Jamie Golombek a déclaré que le gouvernement pourrait s’attaquer à la question plus large du « dépouillement des excédents » dans le budget de 2023. Le dépouillement des excédents consiste à recourir à une réorganisation d’entreprise pour extraire efficacement les bénéfices non répartis sous forme de gains en capital fiscalement avantageux plutôt que de dividendes.
« Nous savons que le gouvernement a vraiment essayé de se concentrer sur la question au cours des dernières années », a déclaré Jamie Golombek. En 2017, le gouvernement fédéral a ciblé le dépouillement des surplus dans le cadre d’un avant-projet de loi portant sur l’imposition des petites entreprises, mais a finalement mis de côté l’initiative.
Le rapport de Grant Thornton suggérait que le budget pourrait inclure des changements à la règle générale anti-évitement, que le gouvernement a exprimé un intérêt à mettre à jour, ainsi que des changements fiscaux destinés à aider le gouvernement libéral à conserver l’appui du Nouveau Parti démocratique. De tels changements pourraient inclure un impôt sur la fortune – une initiative incluse dans la plateforme électorale du NPD en 2021.
Jamie Golombek a déclaré qu’il chercherait à voir si le gouvernement prévoyait augmenter le taux d’inclusion des gains en capital, une autre initiative incluse dans la plateforme électorale du NPD. Cependant, Kevin Wark a déclaré qu’il ne croyait pas que le gouvernement introduirait une telle mesure dans le budget de 2023.
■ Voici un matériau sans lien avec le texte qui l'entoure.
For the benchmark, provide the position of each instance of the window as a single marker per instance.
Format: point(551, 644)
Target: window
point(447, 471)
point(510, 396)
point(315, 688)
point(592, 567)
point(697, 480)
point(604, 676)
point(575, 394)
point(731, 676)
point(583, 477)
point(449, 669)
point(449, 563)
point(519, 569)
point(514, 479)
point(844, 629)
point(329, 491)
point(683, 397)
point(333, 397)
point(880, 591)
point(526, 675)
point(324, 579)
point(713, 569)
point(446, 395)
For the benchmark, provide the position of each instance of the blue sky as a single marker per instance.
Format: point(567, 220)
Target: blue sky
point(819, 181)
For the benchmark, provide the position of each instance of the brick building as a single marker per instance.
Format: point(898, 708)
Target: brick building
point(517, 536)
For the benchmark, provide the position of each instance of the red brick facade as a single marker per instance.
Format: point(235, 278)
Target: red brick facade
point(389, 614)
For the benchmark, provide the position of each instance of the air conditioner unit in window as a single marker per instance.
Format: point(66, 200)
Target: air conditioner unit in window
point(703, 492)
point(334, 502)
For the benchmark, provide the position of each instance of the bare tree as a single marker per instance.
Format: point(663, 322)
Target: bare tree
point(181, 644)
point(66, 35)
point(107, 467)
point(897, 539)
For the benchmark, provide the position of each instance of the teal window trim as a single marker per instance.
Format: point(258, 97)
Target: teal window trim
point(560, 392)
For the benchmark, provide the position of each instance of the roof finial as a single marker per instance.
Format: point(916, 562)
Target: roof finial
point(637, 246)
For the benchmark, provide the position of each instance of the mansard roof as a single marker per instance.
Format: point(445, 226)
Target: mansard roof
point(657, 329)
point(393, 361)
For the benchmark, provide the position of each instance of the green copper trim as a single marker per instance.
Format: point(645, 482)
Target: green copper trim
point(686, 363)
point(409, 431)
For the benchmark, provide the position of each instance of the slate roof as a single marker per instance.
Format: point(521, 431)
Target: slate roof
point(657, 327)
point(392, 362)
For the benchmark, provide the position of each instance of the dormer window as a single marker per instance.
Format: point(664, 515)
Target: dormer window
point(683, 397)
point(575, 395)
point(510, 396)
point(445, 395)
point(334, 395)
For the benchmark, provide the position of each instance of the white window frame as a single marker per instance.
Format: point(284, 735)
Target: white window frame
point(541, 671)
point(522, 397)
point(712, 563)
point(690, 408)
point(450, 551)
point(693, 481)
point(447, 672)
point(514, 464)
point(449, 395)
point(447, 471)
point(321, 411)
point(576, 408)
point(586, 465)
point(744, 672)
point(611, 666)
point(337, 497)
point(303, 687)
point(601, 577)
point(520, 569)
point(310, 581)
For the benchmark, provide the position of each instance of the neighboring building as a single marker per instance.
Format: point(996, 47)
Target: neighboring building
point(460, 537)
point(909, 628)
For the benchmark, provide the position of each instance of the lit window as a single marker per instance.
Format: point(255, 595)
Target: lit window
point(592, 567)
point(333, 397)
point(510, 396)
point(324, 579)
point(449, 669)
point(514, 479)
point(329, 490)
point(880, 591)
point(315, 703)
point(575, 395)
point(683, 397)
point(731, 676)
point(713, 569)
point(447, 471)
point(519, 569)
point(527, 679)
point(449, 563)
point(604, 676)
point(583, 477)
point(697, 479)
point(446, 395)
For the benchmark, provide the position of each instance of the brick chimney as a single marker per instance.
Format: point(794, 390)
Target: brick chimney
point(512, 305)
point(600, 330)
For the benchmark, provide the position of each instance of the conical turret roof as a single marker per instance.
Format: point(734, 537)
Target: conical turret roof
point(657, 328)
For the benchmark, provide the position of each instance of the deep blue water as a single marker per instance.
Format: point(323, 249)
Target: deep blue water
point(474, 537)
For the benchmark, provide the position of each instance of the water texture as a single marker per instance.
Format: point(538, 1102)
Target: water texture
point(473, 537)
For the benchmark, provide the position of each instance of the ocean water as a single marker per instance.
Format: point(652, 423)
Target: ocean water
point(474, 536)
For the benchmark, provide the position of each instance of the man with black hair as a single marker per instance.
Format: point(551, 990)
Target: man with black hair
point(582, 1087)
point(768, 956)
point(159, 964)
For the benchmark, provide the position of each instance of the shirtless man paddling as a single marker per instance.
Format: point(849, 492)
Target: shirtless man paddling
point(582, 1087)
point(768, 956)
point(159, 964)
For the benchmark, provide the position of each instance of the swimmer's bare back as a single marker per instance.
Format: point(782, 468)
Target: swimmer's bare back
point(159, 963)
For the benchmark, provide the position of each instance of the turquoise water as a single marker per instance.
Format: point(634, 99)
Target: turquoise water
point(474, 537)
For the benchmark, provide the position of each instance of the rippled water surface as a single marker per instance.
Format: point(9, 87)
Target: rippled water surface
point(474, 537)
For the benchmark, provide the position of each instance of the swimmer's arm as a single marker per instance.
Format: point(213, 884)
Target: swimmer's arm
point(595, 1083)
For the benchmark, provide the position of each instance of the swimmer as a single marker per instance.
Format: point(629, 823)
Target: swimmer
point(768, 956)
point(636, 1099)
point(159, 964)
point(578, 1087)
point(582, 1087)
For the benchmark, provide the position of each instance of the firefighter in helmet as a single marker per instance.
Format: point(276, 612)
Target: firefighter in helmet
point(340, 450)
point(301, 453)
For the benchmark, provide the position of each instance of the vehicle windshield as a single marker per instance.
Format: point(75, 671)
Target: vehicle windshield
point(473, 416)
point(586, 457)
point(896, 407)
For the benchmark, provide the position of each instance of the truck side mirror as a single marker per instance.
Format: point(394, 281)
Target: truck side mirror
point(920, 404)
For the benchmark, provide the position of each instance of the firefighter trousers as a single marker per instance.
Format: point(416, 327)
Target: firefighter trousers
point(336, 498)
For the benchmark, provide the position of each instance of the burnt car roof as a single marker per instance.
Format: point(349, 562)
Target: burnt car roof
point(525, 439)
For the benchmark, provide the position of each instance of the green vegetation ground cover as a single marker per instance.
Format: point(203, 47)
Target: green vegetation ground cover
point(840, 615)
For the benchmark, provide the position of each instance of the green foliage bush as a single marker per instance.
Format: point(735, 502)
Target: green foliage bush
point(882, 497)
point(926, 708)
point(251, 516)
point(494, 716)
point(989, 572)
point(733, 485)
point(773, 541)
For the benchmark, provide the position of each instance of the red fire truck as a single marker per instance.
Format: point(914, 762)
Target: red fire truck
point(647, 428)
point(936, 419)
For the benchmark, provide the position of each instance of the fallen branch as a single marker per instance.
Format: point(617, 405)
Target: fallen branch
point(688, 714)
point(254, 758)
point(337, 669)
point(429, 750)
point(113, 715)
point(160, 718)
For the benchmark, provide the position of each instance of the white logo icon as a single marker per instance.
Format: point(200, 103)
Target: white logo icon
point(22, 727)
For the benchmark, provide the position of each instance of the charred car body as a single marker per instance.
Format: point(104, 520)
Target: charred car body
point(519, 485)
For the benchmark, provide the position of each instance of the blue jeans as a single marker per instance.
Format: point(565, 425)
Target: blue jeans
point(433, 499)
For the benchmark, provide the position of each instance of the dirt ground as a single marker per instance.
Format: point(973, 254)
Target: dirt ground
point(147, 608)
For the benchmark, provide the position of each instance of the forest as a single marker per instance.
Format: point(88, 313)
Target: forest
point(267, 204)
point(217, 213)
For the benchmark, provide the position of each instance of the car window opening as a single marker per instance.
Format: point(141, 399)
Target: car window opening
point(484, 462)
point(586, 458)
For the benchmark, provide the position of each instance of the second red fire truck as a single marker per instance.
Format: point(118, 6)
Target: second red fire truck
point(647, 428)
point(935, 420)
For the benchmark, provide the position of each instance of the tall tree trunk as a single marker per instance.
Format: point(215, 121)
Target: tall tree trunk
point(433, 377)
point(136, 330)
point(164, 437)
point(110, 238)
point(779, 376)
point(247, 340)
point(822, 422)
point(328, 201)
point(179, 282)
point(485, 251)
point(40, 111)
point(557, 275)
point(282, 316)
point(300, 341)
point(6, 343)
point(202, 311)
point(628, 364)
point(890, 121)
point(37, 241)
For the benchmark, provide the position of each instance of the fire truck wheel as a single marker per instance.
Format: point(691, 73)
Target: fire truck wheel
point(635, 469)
Kevin Wark a déclaré qu’il s’attendait à ce que le gouvernement publie bientôt un projet de loi sur le nouveau régime de divulgation obligatoire des transactions déclarables et des transactions devant faire l’objet d’un avis: « Cela ne fera peut-être pas partie du budget, cela pourrait être présenté avant le budget. »
La vice-première ministre et ministre des Finances, Chrystia Freeland, a indiqué plus tôt ce mois-ci que le gouvernement cherche des moyens de soutenir les Canadiens les plus touchés par l’inflation tout en limitant l’incidence globale sur les finances du Canada.
Dans une allocution prononcée lors d’une réunion des ministres fédéral, provinciaux et territoriaux des Finances le 3 février, Chrystia Freeland a déclaré que « c’est une période de contraintes budgétaires réelles » et que le gouvernement hésiterait à jeter « de l’huile sur le feu de l’inflation » en même temps que la Banque du Canada tentait de s’y attaquer en augmentant les taux d’intérêt.
« Toute nouvelle dépense doit être ciblée et axée sur la construction d’une économie plus durable et plus prospère », a déclaré Chrystia Freeland.